Quando o rosto feminino ofende e o ânus entretém

Duas caixas em uma prateleira da Virgin Megastore chamaram minha atenção. Parei, peguei cada uma. O mesmo produto, um cobertor com mangas e um bolso frontal. Em uma das caixas, a modelo sorridente, aconchegada num sofá, com um tablet na mão. Na outra, a mesmíssima foto, mas com o rosto da modelo pixelado – um frase em árabe nessa segunda caixa logo me faz entender o porquê da alteração. Já no meu quinto ano morando no oriente médio, não posso dizer que nunca tinha visto isso antes. Na Arábia Saudita, o normal é ver produtos com fotos femininas rabiscadas com tintas pretas, cobrindo antebraços, canelas, cabelos e tudo o mais que possa trazer maus pensamentos aos virtuosos varões sauditas. Por outro lado, ver aquele rosto deliberadamente escondido, como se fosse algo vergonhoso, em plena Mascate me deixou abalada. Depois da Ikea deletar mulheres dos seus catálogos, agora a Virgin Megastore também está cobrindo rostos femininos? Escrevi para a página deles no facebook: “Por favor, me ajudem a entender por que vocês estão vendendo esse produto. O rosto feminino é algo assim tão ofensivo?”. Responderam rápido, dizendo que a foto foi alterada pelo próprio fabricante e não por eles. Mais tarde escreveram que o produto foi tirado da loja depois da minha primeira mensagem e que eles respeitam a cultura e a legislação de cada região em que operam. Então, tá.

E aí chega o carnaval e na minha timeline aparece uma mulher pintada de verde, mostrando o fiofó para a câmera.

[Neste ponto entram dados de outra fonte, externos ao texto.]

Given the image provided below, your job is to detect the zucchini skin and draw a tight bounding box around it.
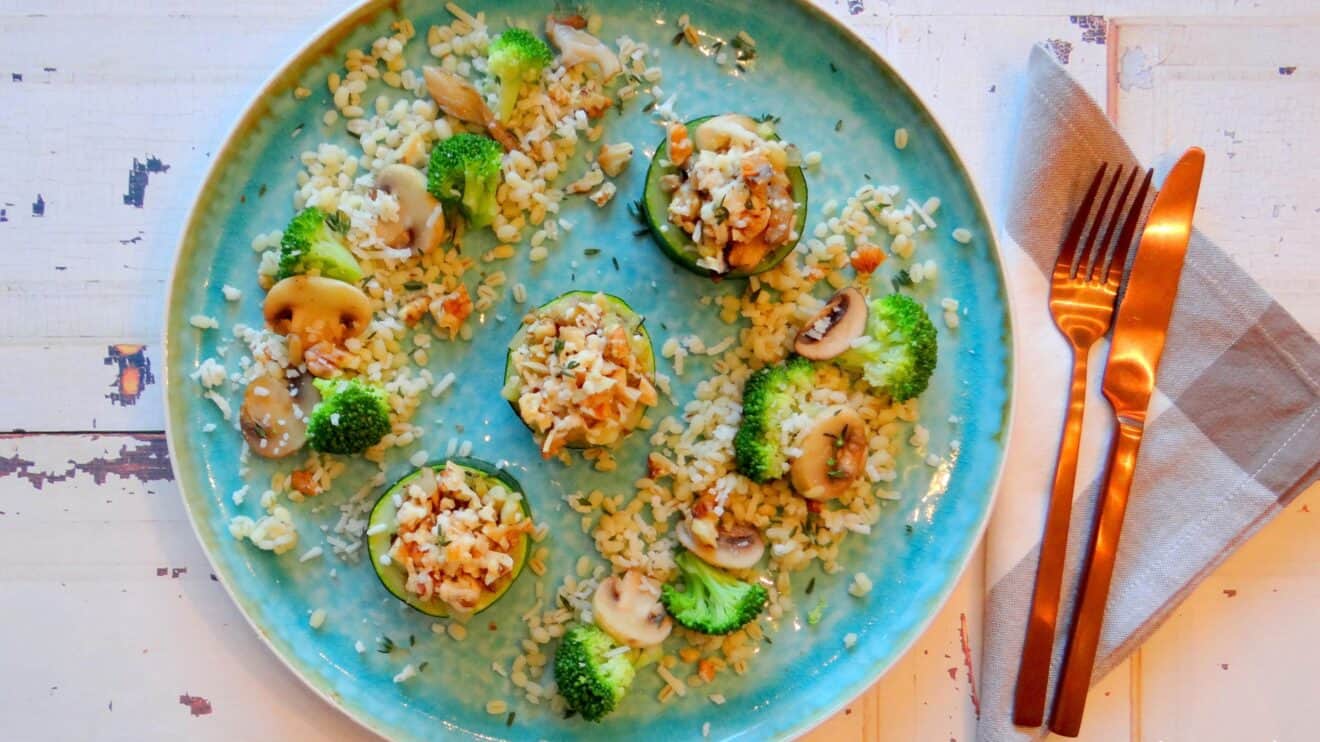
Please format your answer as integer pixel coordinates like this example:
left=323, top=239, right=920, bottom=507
left=500, top=289, right=656, bottom=450
left=642, top=116, right=807, bottom=279
left=367, top=455, right=532, bottom=618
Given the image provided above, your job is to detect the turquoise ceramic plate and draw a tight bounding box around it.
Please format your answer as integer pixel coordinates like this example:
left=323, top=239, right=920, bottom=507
left=166, top=0, right=1012, bottom=739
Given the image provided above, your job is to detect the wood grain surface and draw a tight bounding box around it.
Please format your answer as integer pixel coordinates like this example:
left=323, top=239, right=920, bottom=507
left=0, top=0, right=1320, bottom=742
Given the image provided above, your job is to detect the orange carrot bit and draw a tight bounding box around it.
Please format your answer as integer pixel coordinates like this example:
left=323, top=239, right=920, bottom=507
left=697, top=660, right=715, bottom=683
left=850, top=244, right=887, bottom=275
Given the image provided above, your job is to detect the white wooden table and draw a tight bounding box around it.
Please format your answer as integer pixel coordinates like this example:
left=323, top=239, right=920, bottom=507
left=0, top=0, right=1320, bottom=741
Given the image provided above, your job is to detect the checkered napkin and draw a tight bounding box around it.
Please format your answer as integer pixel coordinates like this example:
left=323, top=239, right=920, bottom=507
left=977, top=46, right=1320, bottom=741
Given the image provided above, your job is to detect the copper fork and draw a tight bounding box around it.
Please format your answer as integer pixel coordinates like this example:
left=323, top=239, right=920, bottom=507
left=1012, top=165, right=1151, bottom=726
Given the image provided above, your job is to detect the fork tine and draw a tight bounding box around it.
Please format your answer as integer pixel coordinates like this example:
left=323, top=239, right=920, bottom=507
left=1077, top=165, right=1123, bottom=281
left=1105, top=170, right=1155, bottom=287
left=1086, top=168, right=1139, bottom=283
left=1055, top=162, right=1109, bottom=275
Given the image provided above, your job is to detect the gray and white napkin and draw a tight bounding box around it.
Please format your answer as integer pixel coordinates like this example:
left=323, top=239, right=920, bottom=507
left=977, top=46, right=1320, bottom=741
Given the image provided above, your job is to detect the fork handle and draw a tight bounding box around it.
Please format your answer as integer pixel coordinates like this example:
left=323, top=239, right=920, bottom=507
left=1012, top=346, right=1090, bottom=726
left=1049, top=419, right=1142, bottom=737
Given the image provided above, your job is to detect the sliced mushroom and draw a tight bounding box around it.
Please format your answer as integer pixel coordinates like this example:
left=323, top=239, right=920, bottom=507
left=675, top=523, right=766, bottom=569
left=692, top=114, right=760, bottom=152
left=421, top=67, right=519, bottom=151
left=591, top=569, right=673, bottom=647
left=239, top=376, right=321, bottom=458
left=376, top=164, right=445, bottom=253
left=788, top=407, right=866, bottom=500
left=545, top=18, right=623, bottom=81
left=793, top=288, right=867, bottom=360
left=263, top=276, right=371, bottom=363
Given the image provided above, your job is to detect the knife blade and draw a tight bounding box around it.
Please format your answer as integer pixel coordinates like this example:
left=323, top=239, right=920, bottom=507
left=1049, top=147, right=1205, bottom=737
left=1102, top=147, right=1205, bottom=424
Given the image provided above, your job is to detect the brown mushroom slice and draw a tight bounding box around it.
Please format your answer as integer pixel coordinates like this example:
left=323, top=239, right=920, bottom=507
left=421, top=67, right=517, bottom=151
left=788, top=407, right=866, bottom=500
left=591, top=569, right=673, bottom=648
left=239, top=376, right=321, bottom=458
left=545, top=18, right=623, bottom=82
left=261, top=276, right=371, bottom=363
left=793, top=288, right=869, bottom=360
left=692, top=114, right=762, bottom=152
left=376, top=162, right=445, bottom=253
left=675, top=523, right=766, bottom=569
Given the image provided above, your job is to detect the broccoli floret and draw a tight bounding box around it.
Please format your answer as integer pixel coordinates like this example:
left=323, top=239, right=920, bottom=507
left=426, top=132, right=503, bottom=227
left=734, top=355, right=816, bottom=483
left=487, top=28, right=554, bottom=120
left=834, top=293, right=936, bottom=401
left=554, top=623, right=636, bottom=721
left=308, top=379, right=389, bottom=453
left=660, top=552, right=770, bottom=634
left=275, top=206, right=362, bottom=284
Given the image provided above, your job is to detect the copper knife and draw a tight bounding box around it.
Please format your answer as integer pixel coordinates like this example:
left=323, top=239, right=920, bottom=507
left=1049, top=147, right=1205, bottom=737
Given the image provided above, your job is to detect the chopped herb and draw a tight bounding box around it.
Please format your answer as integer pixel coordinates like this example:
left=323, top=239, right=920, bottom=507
left=807, top=598, right=825, bottom=626
left=890, top=268, right=912, bottom=292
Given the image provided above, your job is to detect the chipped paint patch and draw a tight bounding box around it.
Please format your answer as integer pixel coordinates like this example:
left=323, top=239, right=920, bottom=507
left=1068, top=16, right=1107, bottom=46
left=104, top=343, right=156, bottom=407
left=1045, top=38, right=1072, bottom=65
left=958, top=613, right=981, bottom=718
left=178, top=693, right=213, bottom=716
left=0, top=433, right=174, bottom=490
left=1118, top=46, right=1155, bottom=90
left=124, top=154, right=169, bottom=209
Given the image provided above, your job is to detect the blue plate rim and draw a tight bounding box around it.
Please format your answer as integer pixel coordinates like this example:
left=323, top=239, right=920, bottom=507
left=161, top=0, right=1019, bottom=738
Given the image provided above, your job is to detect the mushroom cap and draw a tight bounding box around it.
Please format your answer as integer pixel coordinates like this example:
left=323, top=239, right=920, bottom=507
left=788, top=407, right=866, bottom=500
left=793, top=287, right=870, bottom=360
left=692, top=114, right=762, bottom=152
left=376, top=162, right=445, bottom=253
left=591, top=569, right=673, bottom=648
left=675, top=522, right=766, bottom=569
left=261, top=276, right=371, bottom=347
left=239, top=375, right=321, bottom=458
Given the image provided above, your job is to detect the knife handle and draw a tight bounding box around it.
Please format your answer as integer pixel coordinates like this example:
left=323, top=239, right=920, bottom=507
left=1049, top=421, right=1142, bottom=737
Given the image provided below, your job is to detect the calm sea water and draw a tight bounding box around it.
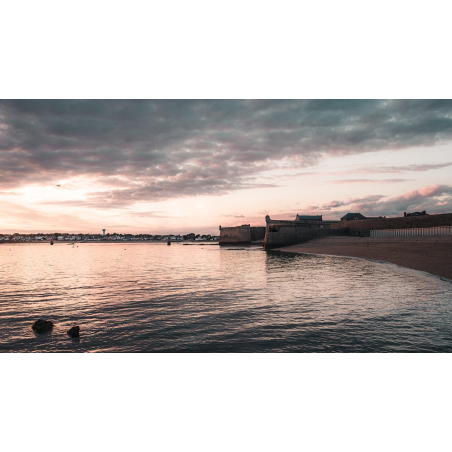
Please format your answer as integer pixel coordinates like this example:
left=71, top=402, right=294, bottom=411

Tanto bafafá sobre o assunto e tudo que eu consigo pensar é que estamos em 2017 e tantas mulheres ainda tem como objetivo de vida serem admiradas pelos seus atributos físicos. Enebriadas com a  oportunidade de rebolarem na tevê. Penso em todo o nosso sistema cultural que produz esses casos. Anseiam os holofotes nas suas bundas como as daqui anseiam pelo vento nos seus cabelos. Eu entendo e apoio as feministas que se opõem a sexualização e objetificação do corpo feminino. Também entendo e apoio as que buscam a liberdade de exporem seus corpos como quiserem, assim como é permitido aos homens. Feminismo diz respeito a liberdade, a escolhas, como diz Emma Watson, fuzilada nessa semana nas redes sociais por estar com parte dos seios de fora. Nunca assisti Harry Potter, mas ouvi-la como Embaixadora da ONU Mulheres há uns anos fez um cisquinho cair no meu olho. Hoje, quando minha Primogênita de 9 anos me perguntou o que eu achava dela, assistimos juntas ao seu discurso.

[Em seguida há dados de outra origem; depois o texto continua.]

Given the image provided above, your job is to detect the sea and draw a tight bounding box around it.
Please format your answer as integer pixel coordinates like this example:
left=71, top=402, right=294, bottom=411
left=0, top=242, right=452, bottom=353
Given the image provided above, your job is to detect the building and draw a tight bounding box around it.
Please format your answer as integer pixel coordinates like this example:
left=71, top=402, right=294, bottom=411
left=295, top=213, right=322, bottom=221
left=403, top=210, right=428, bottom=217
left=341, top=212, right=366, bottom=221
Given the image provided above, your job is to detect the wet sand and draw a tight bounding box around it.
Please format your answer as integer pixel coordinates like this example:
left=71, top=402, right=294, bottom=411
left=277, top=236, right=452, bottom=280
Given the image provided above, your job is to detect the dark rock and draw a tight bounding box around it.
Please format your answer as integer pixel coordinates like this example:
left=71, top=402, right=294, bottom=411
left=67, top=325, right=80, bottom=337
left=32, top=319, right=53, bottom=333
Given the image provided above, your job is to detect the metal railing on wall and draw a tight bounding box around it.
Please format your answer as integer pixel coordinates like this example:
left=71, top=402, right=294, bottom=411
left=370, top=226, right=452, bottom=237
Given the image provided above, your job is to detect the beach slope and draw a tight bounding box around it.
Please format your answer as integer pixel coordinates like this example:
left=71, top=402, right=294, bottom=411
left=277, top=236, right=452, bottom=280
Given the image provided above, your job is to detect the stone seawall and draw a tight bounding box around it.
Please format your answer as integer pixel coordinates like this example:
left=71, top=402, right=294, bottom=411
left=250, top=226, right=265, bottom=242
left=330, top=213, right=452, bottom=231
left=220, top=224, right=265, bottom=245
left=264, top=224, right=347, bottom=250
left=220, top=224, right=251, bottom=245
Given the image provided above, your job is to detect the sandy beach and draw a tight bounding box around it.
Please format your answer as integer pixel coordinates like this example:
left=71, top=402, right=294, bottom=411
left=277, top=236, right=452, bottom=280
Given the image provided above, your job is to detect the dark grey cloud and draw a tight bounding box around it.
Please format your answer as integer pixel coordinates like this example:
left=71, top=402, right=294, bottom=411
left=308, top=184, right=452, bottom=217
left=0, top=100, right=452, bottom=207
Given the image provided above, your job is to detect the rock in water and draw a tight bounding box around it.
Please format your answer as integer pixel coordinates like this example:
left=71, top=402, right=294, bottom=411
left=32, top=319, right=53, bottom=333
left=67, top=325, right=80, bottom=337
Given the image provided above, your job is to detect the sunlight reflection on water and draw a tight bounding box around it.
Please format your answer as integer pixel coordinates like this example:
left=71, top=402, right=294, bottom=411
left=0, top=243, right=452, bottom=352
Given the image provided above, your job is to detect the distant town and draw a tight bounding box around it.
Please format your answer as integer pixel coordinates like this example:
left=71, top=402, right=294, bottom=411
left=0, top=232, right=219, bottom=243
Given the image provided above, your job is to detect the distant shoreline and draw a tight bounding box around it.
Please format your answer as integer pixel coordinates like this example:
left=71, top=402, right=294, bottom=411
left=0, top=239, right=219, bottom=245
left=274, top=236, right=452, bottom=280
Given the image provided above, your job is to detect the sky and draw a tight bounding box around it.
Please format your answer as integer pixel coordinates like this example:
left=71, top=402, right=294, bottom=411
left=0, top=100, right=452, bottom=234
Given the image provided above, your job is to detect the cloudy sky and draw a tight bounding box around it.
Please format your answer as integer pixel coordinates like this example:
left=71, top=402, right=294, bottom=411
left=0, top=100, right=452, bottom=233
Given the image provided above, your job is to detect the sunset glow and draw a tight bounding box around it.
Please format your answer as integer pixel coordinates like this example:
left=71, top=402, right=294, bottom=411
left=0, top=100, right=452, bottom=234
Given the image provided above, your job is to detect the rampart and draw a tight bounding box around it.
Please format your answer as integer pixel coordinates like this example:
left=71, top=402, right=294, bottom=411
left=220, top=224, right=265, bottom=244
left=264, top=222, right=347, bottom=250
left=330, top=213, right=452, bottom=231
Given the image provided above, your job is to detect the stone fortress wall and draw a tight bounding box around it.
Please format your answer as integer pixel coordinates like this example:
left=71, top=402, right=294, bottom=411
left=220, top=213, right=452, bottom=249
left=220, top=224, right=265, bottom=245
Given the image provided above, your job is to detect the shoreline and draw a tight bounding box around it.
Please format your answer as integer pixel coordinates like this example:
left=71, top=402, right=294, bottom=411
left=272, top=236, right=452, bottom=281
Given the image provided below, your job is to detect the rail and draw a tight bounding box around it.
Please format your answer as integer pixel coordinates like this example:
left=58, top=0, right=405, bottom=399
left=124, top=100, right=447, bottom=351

Da minha parte, tudo que eu gostaria é que o ser mulher deixasse de ser um evento. Que deixássemos de ser o Outro. Que deixássemos de ser seres linguisticamente e culturalmente marcados. Simplesmente, que ser mulher pudesse realmente ser uma coisa normal. A realidade porém, está mais perto da rajada de xingamentos que ouvi de um saudita em um shopping de Jedá quando meu lenço escorregou e expôs meus cabelos. Está mais perto da cara de horror e vergonha de uma amiga quando eu resolvi ir à piscina do clube em Londrina usando um maiô de perninha. Estamos sempre erradas. Somos erradas. Nesse dia internacional da mulher me sinto especialmente desmotivada. Entre goleiros assassinos em liberdade e políticos poloneses confortáveis em seus discursos de ódio, parece-me que o futuro nunca vai chegar. Sinto por minhas meninas que ainda nem imaginam o que está por vir. Pois a vida nos ensina que quando um homem é oprimido e subjulgado, é uma vergonha, uma tragédia, um escândalo. Mas quando a vítima é uma mulher, é simplesmente a cultura, é a tradição… Sejam elas vestes negras ou tinta verde.

2016-12-29 13.14.28
Cobertores da marca Kanguru, a venda em Janeiro de 2017 na Virgin Megastore em Mascate, Omã.